Les représentants de l’UGP et de la SMOi ont également averti que l’augmentation des impôts sur les entrepreneurs et les locataires ne peut pas être présentée comme une mesure pour freiner l’inflation. Des coûts d’exploitation plus élevés signifient une pression accrue sur les prix, des bénéfices réduits, moins d’investissements et un risque plus élevé de fermeture d’entreprises, de petites sociétés et d’opérations familiales.

– L’augmentation des impôts sur les entrepreneurs et les locataires ne peut pas réduire l’inflation. Cela ne peut qu’augmenter les coûts et exercer une pression supplémentaire sur les prix. L’inflation ne se résout pas en prenant plus de ceux qui travaillent, mais en réduisant sérieusement les dépenses publiques et en gérant mieux l’argent public – a déclaré Vedran Tomić, président de l’Association Sauver les Petits Locataires Familiaux.

Tomić a averti que dans de nombreuses petites zones touristiques, les locations à court terme sont une partie importante des revenus familiaux, et non un luxe.

– Dans des endroits comme Crikvenica, les locations à court terme sont souvent un moyen pour les familles de compléter leur budget familial car il n’y a pas assez d’emplois bien rémunérés en dehors du secteur public et quelques services plus stables. Si ces personnes sont encore alourdies, ce n’est pas un coup porté au grand capital, mais aux familles qui travaillent toute leur vie et essaient de garantir une existence plus normale – a ajouté Tomić.

La réunion a également ouvert la question du travail dissimulé. L’UGP exige que les véritables abus soient clairement séparés du travail légal des entrepreneurs qui ont des clients stables et opèrent correctement.

– Les petits entrepreneurs ne peuvent pas opérer dans un système où il n’est pas clair ce qui est autorisé et ce qui sera ensuite interprété comme un problème. Aujourd’hui, il n’existe pas de critères suffisamment clairs pour le travail dissimulé, et cela crée de l’insécurité et de la peur parmi ceux qui opèrent légalement. Nous exigeons des critères, des réglementations et des directives claires de l’Administration fiscale et du Ministère des Finances afin que les entrepreneurs connaissent les règles à l’avance, et pas seulement après un contrôle – a déclaré Filip Marić, un petit entrepreneur.

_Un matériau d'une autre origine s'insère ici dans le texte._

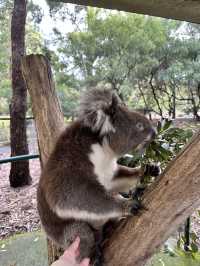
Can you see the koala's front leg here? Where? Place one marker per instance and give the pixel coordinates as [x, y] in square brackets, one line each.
[97, 207]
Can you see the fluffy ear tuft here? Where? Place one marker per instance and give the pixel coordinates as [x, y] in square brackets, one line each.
[97, 108]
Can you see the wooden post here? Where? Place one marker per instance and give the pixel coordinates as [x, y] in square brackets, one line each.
[173, 197]
[49, 119]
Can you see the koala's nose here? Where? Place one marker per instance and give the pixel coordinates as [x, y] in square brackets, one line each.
[153, 133]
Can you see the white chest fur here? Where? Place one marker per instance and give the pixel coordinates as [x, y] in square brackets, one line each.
[105, 164]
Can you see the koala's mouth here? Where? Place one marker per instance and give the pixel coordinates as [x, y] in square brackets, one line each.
[142, 146]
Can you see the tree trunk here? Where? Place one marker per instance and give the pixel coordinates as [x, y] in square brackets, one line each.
[172, 198]
[47, 113]
[19, 173]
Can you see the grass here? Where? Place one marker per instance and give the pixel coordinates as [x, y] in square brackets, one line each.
[27, 249]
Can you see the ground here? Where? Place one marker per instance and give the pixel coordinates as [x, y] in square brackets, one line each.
[18, 211]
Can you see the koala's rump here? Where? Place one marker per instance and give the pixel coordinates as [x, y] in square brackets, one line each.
[64, 232]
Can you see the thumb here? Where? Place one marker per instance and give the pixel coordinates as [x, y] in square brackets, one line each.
[85, 262]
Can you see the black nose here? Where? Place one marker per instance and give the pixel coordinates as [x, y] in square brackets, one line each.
[153, 133]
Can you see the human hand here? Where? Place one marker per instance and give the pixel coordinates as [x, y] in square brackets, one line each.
[70, 255]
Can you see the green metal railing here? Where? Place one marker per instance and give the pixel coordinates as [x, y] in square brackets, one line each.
[5, 118]
[19, 158]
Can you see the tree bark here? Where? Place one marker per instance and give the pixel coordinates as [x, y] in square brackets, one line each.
[169, 201]
[19, 173]
[172, 198]
[49, 119]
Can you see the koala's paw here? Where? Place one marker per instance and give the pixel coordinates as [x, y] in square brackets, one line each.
[152, 170]
[132, 207]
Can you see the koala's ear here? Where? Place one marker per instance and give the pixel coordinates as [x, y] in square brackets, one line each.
[99, 121]
[97, 108]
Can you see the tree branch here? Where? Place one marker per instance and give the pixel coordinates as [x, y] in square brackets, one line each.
[171, 199]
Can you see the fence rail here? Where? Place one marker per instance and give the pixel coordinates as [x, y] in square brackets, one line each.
[19, 158]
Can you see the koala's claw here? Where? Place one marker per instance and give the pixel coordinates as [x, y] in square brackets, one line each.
[152, 170]
[138, 192]
[137, 207]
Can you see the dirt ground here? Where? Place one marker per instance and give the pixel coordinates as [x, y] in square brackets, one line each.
[18, 212]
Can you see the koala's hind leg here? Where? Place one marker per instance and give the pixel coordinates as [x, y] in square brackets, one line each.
[86, 234]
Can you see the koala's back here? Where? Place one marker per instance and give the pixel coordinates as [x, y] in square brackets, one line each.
[67, 177]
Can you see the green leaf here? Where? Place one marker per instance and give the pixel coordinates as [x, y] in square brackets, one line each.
[194, 247]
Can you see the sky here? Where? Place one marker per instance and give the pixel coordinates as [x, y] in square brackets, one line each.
[48, 23]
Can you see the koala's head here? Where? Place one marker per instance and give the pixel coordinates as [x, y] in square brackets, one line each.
[103, 112]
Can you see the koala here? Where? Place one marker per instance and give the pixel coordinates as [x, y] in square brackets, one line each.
[79, 185]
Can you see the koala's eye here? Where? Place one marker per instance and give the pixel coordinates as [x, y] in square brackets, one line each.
[140, 126]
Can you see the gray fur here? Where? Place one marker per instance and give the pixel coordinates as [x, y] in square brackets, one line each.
[74, 197]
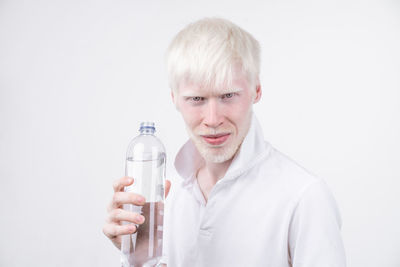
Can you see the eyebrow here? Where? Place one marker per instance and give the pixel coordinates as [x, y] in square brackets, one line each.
[222, 92]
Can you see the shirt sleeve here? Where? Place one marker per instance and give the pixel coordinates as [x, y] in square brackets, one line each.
[314, 234]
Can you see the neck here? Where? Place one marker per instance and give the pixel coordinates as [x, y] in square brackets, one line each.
[213, 172]
[209, 174]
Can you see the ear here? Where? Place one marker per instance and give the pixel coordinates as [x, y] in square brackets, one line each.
[258, 93]
[172, 96]
[174, 100]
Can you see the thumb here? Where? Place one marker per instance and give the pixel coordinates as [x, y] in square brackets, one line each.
[167, 187]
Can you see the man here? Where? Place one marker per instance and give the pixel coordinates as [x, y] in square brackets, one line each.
[241, 202]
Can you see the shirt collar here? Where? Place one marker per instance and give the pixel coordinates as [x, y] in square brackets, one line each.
[252, 150]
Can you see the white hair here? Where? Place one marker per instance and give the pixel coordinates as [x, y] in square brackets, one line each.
[208, 51]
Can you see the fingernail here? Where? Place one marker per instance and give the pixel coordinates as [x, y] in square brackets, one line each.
[141, 218]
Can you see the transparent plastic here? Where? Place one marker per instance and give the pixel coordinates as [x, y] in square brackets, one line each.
[145, 162]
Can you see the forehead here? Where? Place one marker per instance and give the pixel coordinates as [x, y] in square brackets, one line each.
[238, 83]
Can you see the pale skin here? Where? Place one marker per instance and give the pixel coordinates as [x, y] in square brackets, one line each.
[205, 111]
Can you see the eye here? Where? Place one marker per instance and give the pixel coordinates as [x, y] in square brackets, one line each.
[197, 98]
[228, 95]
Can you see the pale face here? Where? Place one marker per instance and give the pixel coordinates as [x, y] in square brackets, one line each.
[217, 120]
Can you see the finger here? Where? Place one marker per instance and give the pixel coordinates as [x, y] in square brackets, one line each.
[118, 215]
[167, 187]
[113, 230]
[121, 198]
[120, 183]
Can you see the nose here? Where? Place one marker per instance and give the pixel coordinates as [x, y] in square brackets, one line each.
[212, 117]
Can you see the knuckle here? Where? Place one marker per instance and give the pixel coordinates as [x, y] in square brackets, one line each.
[116, 198]
[116, 184]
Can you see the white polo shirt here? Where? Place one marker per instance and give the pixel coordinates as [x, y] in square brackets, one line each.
[266, 211]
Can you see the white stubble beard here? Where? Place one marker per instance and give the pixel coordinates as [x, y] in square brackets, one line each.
[227, 151]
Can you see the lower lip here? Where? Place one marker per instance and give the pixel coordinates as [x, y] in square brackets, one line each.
[216, 141]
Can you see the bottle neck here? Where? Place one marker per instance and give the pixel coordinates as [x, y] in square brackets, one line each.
[146, 131]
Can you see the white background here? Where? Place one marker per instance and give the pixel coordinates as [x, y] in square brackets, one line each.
[77, 77]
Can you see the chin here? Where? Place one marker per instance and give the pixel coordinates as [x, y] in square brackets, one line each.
[211, 155]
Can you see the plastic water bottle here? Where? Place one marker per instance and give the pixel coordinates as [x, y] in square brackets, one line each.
[145, 162]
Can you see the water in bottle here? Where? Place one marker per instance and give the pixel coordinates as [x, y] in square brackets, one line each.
[145, 162]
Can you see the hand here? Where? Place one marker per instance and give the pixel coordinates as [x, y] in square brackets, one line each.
[113, 227]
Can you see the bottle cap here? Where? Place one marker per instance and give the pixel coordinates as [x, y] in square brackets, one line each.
[147, 126]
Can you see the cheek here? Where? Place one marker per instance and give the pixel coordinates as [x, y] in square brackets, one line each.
[191, 115]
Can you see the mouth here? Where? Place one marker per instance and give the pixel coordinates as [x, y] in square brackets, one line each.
[217, 139]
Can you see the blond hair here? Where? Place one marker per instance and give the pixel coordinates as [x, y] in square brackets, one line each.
[207, 52]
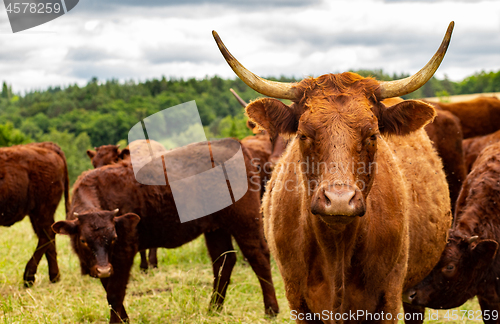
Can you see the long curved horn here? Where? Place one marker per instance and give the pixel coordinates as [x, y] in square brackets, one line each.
[266, 87]
[241, 101]
[389, 89]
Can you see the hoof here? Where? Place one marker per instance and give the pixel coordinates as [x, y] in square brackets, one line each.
[28, 283]
[55, 278]
[270, 312]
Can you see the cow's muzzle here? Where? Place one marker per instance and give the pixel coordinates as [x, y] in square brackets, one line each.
[103, 272]
[338, 200]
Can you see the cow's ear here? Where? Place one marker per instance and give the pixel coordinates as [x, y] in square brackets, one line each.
[128, 221]
[404, 117]
[273, 116]
[65, 227]
[124, 153]
[91, 154]
[484, 251]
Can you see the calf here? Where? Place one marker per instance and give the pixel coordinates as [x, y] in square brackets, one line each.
[106, 239]
[469, 265]
[109, 154]
[33, 178]
[474, 145]
[349, 238]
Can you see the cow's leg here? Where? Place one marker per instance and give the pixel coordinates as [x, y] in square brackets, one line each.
[144, 261]
[415, 313]
[153, 258]
[115, 287]
[46, 245]
[223, 258]
[300, 312]
[256, 250]
[489, 308]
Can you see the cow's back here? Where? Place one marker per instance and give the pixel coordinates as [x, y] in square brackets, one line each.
[429, 202]
[479, 116]
[474, 145]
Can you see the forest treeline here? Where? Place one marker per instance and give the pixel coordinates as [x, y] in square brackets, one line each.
[78, 118]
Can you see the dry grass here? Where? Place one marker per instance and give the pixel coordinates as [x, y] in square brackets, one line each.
[177, 292]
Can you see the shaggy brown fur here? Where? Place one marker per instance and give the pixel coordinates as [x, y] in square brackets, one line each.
[112, 243]
[33, 178]
[446, 136]
[479, 116]
[109, 154]
[474, 145]
[344, 263]
[470, 267]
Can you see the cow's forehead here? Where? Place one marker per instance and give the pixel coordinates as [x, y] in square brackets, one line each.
[325, 114]
[96, 221]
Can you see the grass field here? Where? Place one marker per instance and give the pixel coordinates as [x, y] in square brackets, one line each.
[177, 292]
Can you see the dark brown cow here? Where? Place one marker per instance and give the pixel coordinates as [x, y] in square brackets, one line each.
[106, 241]
[446, 136]
[33, 178]
[474, 145]
[358, 208]
[479, 116]
[469, 265]
[109, 154]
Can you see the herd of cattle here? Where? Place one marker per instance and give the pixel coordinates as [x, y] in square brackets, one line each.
[346, 237]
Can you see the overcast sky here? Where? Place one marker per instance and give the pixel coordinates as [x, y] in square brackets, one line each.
[131, 39]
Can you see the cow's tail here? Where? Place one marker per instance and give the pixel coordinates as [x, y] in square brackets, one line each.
[59, 151]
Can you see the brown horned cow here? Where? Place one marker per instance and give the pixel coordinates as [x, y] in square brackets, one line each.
[358, 208]
[474, 145]
[470, 263]
[109, 154]
[106, 241]
[479, 116]
[33, 177]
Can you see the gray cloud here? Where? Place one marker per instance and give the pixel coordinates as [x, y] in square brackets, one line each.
[114, 4]
[180, 53]
[87, 54]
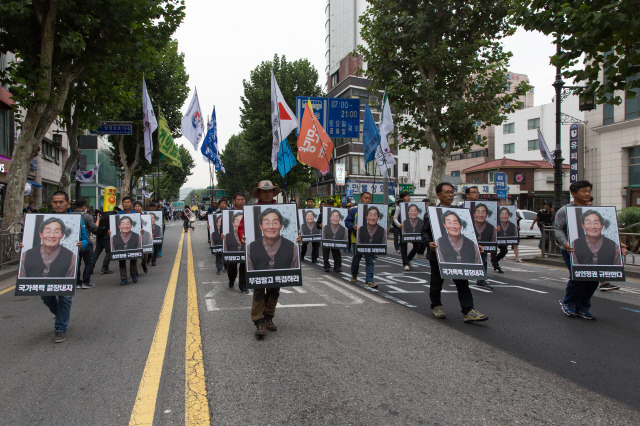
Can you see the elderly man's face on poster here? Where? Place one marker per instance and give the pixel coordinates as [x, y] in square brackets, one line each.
[125, 225]
[372, 217]
[271, 226]
[51, 235]
[452, 225]
[480, 214]
[413, 212]
[592, 226]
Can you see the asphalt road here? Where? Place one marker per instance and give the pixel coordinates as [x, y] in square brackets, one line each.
[343, 354]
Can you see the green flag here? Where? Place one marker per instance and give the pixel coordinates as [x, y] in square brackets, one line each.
[166, 144]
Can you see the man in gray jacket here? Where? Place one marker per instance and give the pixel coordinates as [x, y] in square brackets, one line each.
[87, 254]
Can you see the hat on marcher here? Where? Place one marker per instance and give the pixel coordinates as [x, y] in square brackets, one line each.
[265, 185]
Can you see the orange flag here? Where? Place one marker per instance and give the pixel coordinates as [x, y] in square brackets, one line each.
[314, 145]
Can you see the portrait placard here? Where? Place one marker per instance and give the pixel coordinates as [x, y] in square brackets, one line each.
[273, 258]
[507, 225]
[334, 232]
[48, 262]
[457, 251]
[485, 219]
[309, 231]
[126, 241]
[215, 229]
[371, 235]
[147, 234]
[156, 226]
[593, 234]
[233, 251]
[412, 219]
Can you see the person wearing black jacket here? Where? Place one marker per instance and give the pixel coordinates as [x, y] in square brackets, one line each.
[445, 193]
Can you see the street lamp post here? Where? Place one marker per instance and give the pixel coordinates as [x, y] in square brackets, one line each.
[557, 176]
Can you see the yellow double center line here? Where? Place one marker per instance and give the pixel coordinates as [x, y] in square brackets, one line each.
[196, 404]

La vice-présidente de l’UGP, Lana Šiljeg, a souligné que les politiques publiques doivent être élaborées de manière transparente, sur la base de données, et en tenant compte de ceux qui devront mettre en œuvre ces réglementations.

– Nous attendons du Ministère des Finances qu’il respecte le principe européen du ‘penser petit d’abord’, selon lequel l’impact des réglementations sur les petits entrepreneurs doit être sérieusement évalué avant leur adoption. Nous attendons une meilleure conception des réglementations, des décisions fondées sur des analyses et l’inclusion des parties prenantes pertinentes. Si des décisions sont prises à huis clos, sans ceux qui devront les mettre en œuvre dans la vie réelle, nous n’obtenons pas de meilleures réglementations, mais de nouveaux problèmes – a déclaré Lana Šiljeg, vice-présidente de l’UGP.

L’UGP transmet que les entrepreneurs ne sont pas contre l’ordre, la supervision ou le paiement des impôts. Au contraire, les entrepreneurs légaux ont le premier intérêt à freiner l’économie grise car la concurrence déloyale leur nuit directement. Mais la solution ne peut pas être une punition collective pour l’ensemble du secteur.

L’UGP poursuivra le dialogue avec le Ministère des Finances, attend une réponse écrite aux demandes soumises dans un délai de 30 jours, et insiste pour que les micro, petits et moyens entrepreneurs, artisans, contribuables au forfait et petits locataires soient représentés dans les groupes de travail.

L’économie grise est un problème pour nous tous. Mais ceux qui travaillent illégalement ne doivent pas être payés par ceux qui opèrent légalement, conclut l’UGP.